Left alone to guard the family's wilderness home in eighteenth-century Maine, a boy is hard-pressed to survive until local Indians teach him their skills.
*Tunnels by Roderick Gordon (6.5-7.2)
14-year-old Will Burrows has little in common with his strange, dysfunctional family. In fact, the only bond he shares with his eccentric father is a passion for archaeological excavation. So when Dad mysteriously vanishes, Will is compelled to dig up the truth behind his disappearance. He unearths the unbelievable: a secret subterranean society. "The Colony" has existed unchanged for a century, but it's no benign time capsule of a bygone era--because the Colony is ruled by a cultlike overclass, the Styx. Before long--before he can find his father--Will is their prisoner...
*The Unfortunate Son by Constance Leeds (4.6)
Kidnapping, family secrets, and adventure on the high seas—perfect for middle grade fans of historical fiction! What does it mean to be lucky? Luc doesn't really know. He was born with just one ear, his father constantly berates him, and his younger brother is already bigger and stronger than he is. But when he is chosen to become an apprentice to a local fisherman, his life takes a turn for the better. Luc is a natural at sea, and before long he and a teenaged girl who lives with the fisherman form a strong bond. That bond is tested when Luc is taken captive by a band of merciless pirates, and sold into slavery. Moving from 1485 to 1500, from France to Africa, from humble beginnings to a noble future, this historical fiction adventure will leave readers pondering the true meaning of good fortune.
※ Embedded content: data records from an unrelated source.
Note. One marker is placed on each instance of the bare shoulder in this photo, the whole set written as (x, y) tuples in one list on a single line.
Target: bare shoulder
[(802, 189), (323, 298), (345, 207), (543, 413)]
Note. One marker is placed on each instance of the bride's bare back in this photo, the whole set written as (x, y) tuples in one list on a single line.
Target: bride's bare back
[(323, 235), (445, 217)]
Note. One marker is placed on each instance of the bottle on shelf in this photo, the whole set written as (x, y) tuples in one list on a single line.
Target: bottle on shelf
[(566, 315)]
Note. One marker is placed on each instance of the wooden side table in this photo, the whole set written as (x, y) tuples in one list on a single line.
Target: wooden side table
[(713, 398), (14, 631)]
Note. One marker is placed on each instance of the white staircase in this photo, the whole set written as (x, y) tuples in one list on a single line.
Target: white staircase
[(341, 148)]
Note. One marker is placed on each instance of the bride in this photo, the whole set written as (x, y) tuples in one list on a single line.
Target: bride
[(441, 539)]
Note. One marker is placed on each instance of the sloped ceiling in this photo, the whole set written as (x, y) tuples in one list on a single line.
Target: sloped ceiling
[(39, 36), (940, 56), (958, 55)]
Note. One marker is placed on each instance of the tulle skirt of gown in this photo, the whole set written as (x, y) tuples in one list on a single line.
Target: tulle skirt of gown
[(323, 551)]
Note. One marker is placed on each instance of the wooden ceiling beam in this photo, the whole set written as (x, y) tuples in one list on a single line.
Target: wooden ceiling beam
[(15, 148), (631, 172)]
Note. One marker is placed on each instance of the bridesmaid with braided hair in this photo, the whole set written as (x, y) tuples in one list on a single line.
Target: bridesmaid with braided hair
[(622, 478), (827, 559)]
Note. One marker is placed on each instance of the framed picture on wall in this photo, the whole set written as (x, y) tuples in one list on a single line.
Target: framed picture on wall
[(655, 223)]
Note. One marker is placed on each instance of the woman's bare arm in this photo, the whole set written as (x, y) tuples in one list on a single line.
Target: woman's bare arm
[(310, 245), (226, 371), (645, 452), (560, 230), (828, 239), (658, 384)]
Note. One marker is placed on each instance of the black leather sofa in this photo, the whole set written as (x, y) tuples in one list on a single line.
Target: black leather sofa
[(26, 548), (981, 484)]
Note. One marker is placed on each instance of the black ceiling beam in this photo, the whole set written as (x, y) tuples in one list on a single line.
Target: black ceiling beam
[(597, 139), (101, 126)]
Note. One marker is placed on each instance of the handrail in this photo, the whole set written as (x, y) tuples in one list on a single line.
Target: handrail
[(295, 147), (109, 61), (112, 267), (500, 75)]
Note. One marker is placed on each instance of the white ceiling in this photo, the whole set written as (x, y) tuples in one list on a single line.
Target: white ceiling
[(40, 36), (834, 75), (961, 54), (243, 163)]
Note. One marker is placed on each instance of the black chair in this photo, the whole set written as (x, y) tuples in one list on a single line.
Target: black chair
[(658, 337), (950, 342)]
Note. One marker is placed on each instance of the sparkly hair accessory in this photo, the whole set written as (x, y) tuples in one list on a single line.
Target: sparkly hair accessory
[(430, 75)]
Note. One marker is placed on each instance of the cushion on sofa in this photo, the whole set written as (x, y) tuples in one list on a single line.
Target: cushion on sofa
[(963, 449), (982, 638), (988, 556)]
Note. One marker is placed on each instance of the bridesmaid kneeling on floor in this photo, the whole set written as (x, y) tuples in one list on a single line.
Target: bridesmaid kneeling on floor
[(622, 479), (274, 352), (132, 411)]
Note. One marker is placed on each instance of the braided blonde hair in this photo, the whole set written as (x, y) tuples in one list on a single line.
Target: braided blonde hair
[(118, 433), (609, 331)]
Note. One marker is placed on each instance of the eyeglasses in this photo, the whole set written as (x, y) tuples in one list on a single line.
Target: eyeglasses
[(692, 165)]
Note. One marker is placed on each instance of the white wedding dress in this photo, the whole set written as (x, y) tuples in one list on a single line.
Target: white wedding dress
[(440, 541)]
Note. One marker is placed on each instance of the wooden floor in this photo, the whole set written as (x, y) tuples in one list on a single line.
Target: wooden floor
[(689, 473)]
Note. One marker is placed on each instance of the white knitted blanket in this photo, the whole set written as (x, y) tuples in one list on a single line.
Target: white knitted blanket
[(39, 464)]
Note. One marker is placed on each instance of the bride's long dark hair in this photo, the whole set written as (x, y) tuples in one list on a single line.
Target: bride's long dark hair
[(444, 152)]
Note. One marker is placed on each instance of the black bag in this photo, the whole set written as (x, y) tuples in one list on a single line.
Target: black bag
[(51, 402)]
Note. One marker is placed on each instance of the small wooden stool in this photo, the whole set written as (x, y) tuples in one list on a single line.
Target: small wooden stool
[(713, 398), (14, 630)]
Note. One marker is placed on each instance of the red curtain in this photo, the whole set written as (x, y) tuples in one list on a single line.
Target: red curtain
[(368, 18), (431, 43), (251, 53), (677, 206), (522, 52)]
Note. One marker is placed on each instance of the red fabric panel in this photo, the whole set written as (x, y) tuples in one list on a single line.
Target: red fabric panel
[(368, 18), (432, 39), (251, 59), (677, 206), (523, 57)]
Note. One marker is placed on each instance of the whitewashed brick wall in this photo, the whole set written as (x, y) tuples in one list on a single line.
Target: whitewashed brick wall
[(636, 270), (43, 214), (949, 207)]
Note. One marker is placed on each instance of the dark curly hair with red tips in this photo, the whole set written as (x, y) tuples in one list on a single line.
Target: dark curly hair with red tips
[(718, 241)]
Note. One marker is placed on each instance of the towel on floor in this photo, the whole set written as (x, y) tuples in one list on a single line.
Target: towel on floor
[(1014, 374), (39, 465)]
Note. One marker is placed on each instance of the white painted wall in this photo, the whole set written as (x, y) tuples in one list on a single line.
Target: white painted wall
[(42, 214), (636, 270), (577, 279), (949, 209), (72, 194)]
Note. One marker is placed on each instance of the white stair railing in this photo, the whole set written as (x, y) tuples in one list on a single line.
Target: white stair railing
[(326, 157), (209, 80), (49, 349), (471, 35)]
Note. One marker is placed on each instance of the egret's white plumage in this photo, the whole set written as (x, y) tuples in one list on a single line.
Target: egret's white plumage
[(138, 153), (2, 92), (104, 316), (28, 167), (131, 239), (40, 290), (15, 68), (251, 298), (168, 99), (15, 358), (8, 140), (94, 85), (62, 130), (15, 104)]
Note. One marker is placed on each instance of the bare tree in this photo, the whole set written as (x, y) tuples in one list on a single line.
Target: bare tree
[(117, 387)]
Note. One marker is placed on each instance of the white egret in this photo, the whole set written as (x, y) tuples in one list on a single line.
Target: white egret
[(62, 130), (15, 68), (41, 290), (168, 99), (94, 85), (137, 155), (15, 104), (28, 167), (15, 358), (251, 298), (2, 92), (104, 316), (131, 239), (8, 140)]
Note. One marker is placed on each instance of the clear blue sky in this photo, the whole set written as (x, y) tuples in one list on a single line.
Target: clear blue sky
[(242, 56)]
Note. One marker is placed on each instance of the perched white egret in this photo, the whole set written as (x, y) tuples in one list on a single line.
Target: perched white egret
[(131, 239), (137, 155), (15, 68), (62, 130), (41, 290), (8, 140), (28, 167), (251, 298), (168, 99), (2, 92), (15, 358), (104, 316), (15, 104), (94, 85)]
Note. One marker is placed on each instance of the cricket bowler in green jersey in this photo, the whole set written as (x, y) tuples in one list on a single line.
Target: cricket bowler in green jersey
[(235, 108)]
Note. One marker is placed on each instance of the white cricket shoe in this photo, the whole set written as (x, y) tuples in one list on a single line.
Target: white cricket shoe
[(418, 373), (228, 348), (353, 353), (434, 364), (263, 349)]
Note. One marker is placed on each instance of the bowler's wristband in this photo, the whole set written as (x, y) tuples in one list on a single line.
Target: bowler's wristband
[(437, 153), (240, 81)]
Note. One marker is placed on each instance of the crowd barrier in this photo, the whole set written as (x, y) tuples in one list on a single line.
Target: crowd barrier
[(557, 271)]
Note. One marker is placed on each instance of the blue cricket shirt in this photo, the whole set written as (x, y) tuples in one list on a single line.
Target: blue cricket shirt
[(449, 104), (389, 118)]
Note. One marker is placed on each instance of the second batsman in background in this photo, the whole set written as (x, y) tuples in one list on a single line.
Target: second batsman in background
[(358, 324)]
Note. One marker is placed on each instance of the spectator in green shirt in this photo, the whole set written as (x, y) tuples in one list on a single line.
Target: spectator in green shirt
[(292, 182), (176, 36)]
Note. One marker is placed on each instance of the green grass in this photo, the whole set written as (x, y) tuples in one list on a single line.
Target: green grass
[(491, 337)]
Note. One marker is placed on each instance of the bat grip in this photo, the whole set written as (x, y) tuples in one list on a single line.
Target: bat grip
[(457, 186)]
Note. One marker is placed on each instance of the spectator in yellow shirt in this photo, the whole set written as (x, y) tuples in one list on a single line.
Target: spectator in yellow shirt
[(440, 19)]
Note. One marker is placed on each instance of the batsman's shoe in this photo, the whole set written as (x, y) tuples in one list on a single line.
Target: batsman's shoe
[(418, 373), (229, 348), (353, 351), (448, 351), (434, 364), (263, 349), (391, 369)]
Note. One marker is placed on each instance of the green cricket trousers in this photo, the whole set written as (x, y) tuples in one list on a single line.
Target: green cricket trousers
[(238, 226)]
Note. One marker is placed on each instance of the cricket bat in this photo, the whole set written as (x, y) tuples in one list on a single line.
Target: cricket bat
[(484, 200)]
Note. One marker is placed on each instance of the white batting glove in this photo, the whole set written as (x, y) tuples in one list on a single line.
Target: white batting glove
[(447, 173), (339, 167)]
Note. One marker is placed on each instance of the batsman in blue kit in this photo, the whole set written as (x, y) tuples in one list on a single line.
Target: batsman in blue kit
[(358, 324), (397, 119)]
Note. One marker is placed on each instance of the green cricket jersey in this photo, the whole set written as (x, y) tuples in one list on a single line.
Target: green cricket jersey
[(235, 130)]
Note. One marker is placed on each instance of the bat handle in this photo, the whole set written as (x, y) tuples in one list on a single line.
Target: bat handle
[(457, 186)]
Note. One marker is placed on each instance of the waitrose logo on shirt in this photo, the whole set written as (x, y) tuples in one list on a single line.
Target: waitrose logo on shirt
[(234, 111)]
*Will In Scarlet by Matthew Cody (5.5)
Will Shackley is the son of a lord, and though just thirteen, he’s led a charmed, protected life and is the heir to Shackley House, while his father is away on the Third Crusade with King Richard the Lionheart. But with King Richard’s absence, the winds of treason are blowing across England, and soon Shackley House becomes caught up in a dangerous power struggle that drives Will out of the only home he’s ever known. Alone, he flees into the dangerous Sherwood Forest, where he joins an elusive gang of bandits readers will immediately recognize.
*Will Wilder by Raymond Arroyo (5.3)
Will Wilder didn’t mean to unlock his otherworldly gift. But that is exactly what happens when Will “borrows” a sacred relic believed to protect the town of Perilous Falls for nearly a century. Even though his intentions are good, the impulsive twelve-year-old unwittingly awakens an ancient evil endangering all of Perilous Falls.
As boats sink and hideous creatures crawl from the rising waters, it is up to Will to confront a hellish enemy and set things right before it is too late. Along with his sweet—if lethal—great-aunt Lucille, the curator of a museum of supernatural artifacts, Will proves that the actions of one twelve-year-old boy can change the world.
*Young Samurai by Chris Bradshaw (5.8-6.7)
*The Zodiac Legacy by Stan Lee (4.8)
When twelve magical superpowers are unleashed on the world, a Chinese-America teenager named Steven will be thrown into the middle of an epic global chase. He'll have to master strange powers, outrun super-powered mercenaries, and unlock the mysterious powers of the Zodiac.